Candele accese a Mostar, tra i più forti simboli della guerra balcanica, in memoria di Slobodan Praljak, il criminale di guerra croato bosniaco morto dopo avere ingerito in aula all'Aia del veleno mentre il Tribunale penale internazionale leggeva la conferma della sua condanna in appello a 20 anni di carcere. Da generale, Praljak aveva ordinato a fine 1993 di far saltare il Vecchio Ponte sul fiume Neretva.
Ora ricostruito, il ponte divide ancora il quartiere musulmano dal settore croato-cattolico. In quest'ultimo, alla notizia della morte di Praljak, gruppi di persone si sono riunite in suo onore.
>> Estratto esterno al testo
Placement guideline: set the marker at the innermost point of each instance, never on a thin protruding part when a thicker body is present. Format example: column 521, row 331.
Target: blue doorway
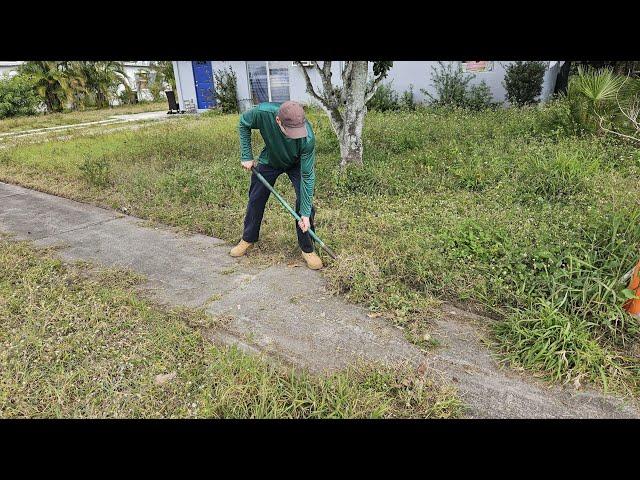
column 203, row 78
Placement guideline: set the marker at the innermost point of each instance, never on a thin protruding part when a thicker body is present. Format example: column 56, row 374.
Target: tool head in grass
column 291, row 120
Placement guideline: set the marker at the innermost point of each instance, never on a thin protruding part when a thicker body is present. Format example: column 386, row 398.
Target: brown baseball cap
column 292, row 117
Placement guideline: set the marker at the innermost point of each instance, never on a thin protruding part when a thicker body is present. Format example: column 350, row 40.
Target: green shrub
column 96, row 171
column 17, row 97
column 128, row 96
column 407, row 101
column 545, row 340
column 479, row 96
column 523, row 82
column 555, row 176
column 452, row 88
column 384, row 99
column 226, row 82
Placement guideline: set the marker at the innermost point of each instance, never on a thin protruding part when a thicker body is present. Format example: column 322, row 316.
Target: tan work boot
column 313, row 260
column 240, row 249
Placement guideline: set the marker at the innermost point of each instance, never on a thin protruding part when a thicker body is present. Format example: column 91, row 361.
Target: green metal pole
column 293, row 213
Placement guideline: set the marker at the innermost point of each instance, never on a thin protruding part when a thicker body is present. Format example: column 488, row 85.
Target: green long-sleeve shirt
column 280, row 151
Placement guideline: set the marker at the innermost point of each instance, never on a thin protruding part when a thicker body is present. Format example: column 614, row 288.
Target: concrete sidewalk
column 114, row 119
column 284, row 311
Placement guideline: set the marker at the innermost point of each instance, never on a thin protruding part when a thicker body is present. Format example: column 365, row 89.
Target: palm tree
column 52, row 81
column 99, row 80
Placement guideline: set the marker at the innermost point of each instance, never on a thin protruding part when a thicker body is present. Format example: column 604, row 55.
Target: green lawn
column 17, row 124
column 496, row 210
column 77, row 342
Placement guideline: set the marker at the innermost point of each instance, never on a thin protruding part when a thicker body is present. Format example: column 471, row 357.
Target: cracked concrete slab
column 287, row 312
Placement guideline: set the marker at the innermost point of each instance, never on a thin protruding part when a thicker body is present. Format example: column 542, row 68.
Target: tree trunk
column 355, row 109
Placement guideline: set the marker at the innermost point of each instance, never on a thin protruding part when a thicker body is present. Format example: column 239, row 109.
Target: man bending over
column 289, row 148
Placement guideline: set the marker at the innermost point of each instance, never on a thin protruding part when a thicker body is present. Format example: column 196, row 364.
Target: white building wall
column 401, row 75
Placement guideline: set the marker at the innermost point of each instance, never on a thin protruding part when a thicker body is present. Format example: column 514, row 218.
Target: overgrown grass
column 16, row 124
column 498, row 209
column 79, row 343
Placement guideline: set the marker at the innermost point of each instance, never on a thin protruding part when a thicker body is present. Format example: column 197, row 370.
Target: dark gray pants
column 258, row 196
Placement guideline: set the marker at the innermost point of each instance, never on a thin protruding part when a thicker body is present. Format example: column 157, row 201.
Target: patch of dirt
column 492, row 391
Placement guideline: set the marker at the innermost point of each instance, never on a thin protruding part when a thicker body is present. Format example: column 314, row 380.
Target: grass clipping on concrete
column 79, row 342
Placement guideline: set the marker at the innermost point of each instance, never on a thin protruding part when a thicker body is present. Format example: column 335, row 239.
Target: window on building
column 279, row 81
column 268, row 81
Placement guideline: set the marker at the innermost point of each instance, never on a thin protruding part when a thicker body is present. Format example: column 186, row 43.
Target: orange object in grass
column 633, row 305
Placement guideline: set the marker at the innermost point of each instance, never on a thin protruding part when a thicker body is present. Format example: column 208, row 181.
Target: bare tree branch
column 327, row 99
column 374, row 86
column 310, row 90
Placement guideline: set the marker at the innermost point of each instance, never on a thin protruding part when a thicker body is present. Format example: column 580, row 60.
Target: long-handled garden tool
column 293, row 213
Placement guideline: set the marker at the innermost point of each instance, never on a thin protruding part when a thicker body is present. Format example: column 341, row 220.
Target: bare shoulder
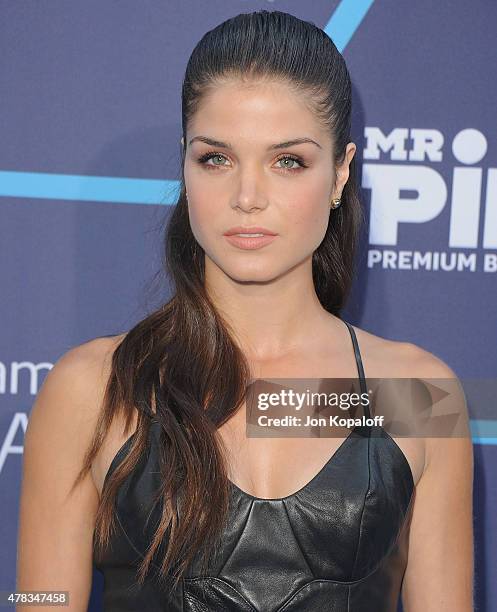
column 57, row 513
column 67, row 406
column 398, row 358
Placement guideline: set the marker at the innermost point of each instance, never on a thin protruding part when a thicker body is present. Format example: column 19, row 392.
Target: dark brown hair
column 181, row 362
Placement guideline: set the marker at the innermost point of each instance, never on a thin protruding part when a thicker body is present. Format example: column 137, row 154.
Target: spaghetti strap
column 360, row 368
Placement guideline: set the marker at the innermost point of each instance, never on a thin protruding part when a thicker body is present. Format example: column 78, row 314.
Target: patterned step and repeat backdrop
column 89, row 164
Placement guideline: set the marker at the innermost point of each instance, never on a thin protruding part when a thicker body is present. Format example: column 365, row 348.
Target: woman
column 205, row 517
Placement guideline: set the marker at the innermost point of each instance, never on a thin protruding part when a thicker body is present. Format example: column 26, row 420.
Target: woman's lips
column 249, row 243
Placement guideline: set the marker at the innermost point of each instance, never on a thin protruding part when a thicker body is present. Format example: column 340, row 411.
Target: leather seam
column 368, row 492
column 297, row 540
column 186, row 580
column 236, row 543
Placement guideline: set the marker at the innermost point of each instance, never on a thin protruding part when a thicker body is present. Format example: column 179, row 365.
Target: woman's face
column 250, row 175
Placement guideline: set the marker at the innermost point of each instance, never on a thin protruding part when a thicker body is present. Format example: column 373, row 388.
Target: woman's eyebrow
column 280, row 145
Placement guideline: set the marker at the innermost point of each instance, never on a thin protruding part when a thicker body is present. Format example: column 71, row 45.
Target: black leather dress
column 339, row 544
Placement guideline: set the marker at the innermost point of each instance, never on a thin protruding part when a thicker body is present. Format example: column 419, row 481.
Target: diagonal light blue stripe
column 483, row 431
column 87, row 188
column 345, row 21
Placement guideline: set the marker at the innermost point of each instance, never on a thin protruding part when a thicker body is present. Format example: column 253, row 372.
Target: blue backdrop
column 89, row 162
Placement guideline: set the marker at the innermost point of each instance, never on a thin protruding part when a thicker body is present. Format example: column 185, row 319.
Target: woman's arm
column 439, row 574
column 55, row 527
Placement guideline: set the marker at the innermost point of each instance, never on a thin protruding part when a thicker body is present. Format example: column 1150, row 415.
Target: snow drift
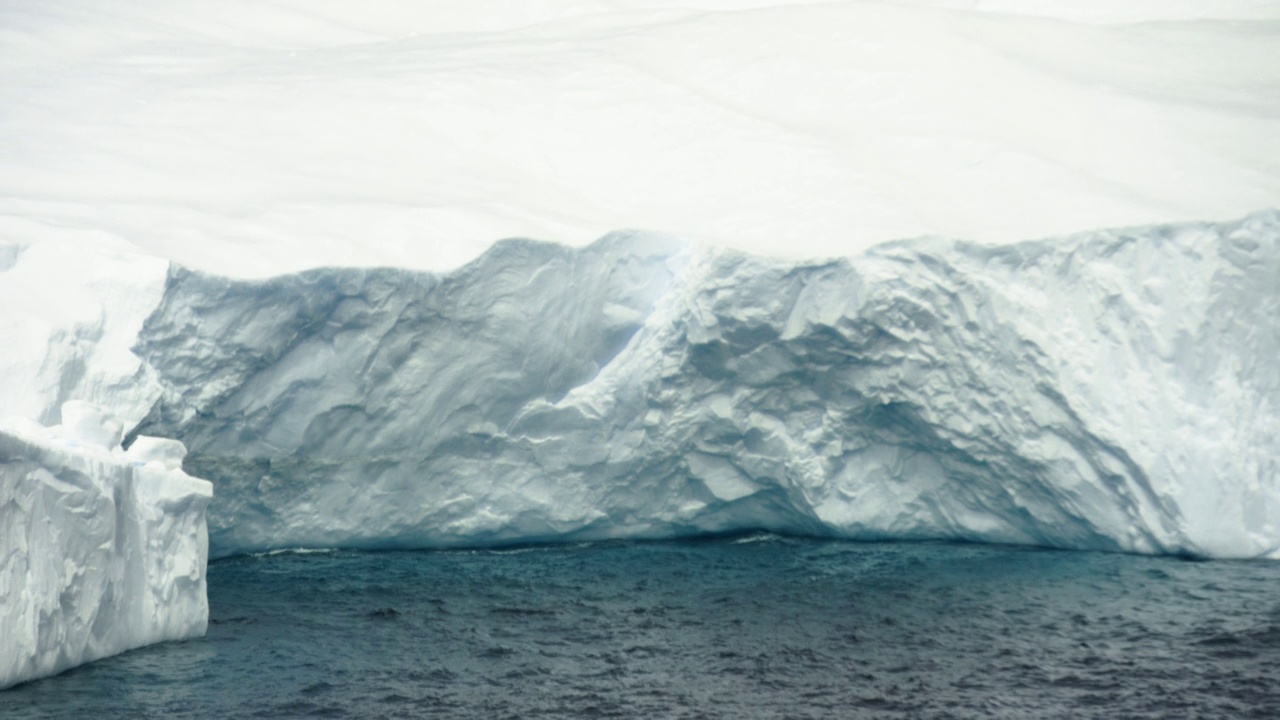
column 100, row 551
column 1112, row 390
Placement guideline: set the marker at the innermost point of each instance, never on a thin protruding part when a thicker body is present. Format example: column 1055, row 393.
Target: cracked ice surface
column 1111, row 390
column 101, row 550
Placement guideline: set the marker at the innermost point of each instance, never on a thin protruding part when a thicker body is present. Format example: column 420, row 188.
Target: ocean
column 744, row 627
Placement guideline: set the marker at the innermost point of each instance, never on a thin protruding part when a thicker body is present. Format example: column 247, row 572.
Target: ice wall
column 1114, row 390
column 100, row 551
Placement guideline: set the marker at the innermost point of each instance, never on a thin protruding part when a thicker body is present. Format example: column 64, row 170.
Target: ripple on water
column 754, row 627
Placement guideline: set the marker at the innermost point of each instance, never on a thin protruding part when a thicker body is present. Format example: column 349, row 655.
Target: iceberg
column 1114, row 390
column 101, row 550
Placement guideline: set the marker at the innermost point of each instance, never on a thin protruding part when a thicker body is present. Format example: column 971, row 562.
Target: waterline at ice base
column 250, row 296
column 1114, row 391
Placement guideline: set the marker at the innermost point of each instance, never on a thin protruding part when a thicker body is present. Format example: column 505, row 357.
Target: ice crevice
column 1109, row 391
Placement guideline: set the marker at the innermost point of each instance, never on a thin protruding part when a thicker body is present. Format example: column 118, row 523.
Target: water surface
column 752, row 627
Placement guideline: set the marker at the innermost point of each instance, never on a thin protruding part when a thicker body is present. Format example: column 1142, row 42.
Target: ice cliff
column 100, row 550
column 1115, row 390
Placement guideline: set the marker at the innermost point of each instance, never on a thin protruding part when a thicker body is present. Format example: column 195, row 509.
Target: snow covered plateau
column 265, row 231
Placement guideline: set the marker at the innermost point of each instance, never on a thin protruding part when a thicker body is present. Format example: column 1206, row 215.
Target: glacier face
column 1114, row 390
column 100, row 551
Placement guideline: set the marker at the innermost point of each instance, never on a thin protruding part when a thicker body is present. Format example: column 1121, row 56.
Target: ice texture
column 101, row 551
column 1115, row 390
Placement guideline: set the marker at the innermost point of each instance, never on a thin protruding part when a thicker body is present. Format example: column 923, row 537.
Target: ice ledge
column 101, row 551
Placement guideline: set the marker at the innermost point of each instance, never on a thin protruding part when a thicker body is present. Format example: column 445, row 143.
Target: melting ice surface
column 757, row 627
column 1114, row 390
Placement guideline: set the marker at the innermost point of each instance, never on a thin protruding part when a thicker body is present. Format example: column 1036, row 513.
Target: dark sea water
column 753, row 627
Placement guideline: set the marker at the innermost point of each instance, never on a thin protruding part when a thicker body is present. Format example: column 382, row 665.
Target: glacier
column 101, row 550
column 1114, row 390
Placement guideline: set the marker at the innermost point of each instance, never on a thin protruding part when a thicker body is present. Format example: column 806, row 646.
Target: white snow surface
column 101, row 551
column 251, row 139
column 1114, row 390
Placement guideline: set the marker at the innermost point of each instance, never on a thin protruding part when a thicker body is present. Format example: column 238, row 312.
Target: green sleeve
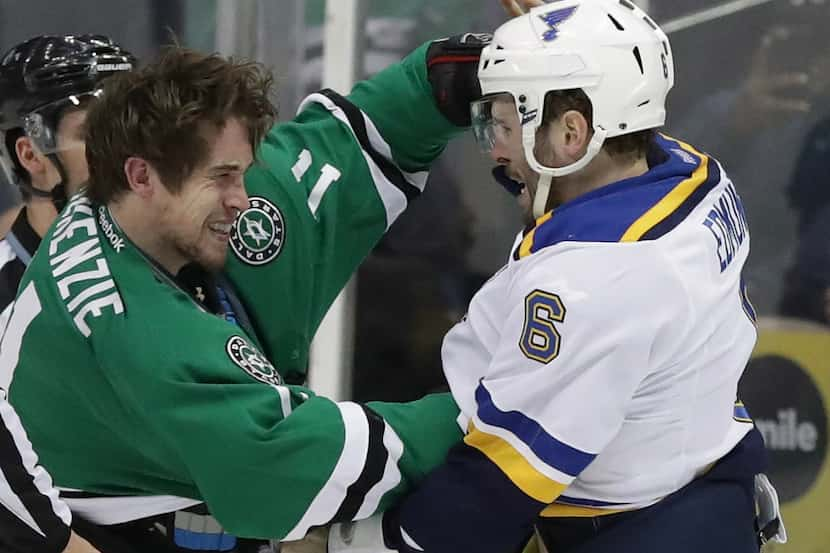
column 326, row 186
column 269, row 460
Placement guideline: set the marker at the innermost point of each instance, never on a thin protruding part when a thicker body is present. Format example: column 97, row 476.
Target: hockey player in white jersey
column 598, row 370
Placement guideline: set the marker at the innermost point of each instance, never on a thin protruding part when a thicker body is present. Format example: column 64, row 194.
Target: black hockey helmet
column 39, row 79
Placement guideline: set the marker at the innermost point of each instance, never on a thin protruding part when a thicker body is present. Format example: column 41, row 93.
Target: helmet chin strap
column 58, row 192
column 546, row 173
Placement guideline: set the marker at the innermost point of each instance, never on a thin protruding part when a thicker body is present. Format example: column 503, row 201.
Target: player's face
column 507, row 150
column 201, row 214
column 72, row 150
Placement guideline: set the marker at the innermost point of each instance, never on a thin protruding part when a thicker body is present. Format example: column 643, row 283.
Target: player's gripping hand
column 516, row 8
column 452, row 68
column 78, row 545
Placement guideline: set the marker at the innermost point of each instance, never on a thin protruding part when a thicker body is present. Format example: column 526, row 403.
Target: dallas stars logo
column 258, row 232
column 251, row 361
column 554, row 19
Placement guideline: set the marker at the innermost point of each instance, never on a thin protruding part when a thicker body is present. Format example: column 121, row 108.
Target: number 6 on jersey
column 540, row 339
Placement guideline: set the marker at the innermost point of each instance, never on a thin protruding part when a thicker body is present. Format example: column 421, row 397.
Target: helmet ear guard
column 609, row 49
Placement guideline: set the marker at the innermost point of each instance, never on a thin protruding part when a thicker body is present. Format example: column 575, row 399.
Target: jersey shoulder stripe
column 515, row 466
column 641, row 208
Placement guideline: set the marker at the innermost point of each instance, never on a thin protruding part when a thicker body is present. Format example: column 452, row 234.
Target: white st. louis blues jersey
column 599, row 368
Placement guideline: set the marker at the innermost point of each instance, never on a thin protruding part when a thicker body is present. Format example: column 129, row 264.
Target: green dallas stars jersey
column 128, row 387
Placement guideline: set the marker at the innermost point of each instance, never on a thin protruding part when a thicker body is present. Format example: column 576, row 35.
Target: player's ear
column 141, row 176
column 29, row 156
column 577, row 133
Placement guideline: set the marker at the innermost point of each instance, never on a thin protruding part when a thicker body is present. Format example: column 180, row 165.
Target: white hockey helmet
column 610, row 49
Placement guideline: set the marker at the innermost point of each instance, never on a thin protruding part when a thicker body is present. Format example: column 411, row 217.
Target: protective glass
column 494, row 120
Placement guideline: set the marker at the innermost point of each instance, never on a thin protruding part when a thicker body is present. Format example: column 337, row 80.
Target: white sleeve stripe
column 417, row 179
column 347, row 470
column 40, row 478
column 524, row 451
column 285, row 400
column 409, row 541
column 394, row 201
column 391, row 473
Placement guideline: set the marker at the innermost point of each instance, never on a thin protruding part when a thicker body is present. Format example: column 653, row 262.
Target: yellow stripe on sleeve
column 672, row 200
column 525, row 248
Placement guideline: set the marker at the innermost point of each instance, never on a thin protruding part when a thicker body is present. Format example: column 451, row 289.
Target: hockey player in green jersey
column 140, row 370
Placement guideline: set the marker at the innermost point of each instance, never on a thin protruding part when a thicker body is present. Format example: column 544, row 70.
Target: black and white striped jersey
column 32, row 516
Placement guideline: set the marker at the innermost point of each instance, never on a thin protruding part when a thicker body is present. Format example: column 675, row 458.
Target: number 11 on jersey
column 328, row 176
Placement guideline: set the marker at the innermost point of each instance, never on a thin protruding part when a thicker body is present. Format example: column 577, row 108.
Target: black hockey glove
column 452, row 67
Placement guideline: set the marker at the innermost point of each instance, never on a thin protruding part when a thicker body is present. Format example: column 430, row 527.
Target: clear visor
column 494, row 120
column 42, row 124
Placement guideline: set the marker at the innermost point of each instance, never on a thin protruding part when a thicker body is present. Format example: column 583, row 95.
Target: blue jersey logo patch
column 554, row 19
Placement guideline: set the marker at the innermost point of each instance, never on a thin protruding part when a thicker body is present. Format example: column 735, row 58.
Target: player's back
column 616, row 333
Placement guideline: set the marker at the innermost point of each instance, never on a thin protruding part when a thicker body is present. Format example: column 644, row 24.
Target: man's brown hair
column 162, row 112
column 557, row 102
Nelle chiese cattoliche sono state celebrate messe in suffragio per l'uomo che, in patria, molti hanno sempre considerato una vittima e un'eroe dell'idea di "Grande Croazia".
Nel frattempo le autorità olandesi hanno avviato un'inchiesta per stabilire come Praljak abbia potuto commettere il suo incredibile gesto in tribunale, se abbia ricevuto aiuto esterno per procurarsi la sostanza che verosimilmente l'ha ucciso. "Per ora l'inchiesta si concentra sulla questione del suicidio assistito", afferma la procura olandese in un comunicato che specifica di avere aperto l'indagine su richiesta del Tpi.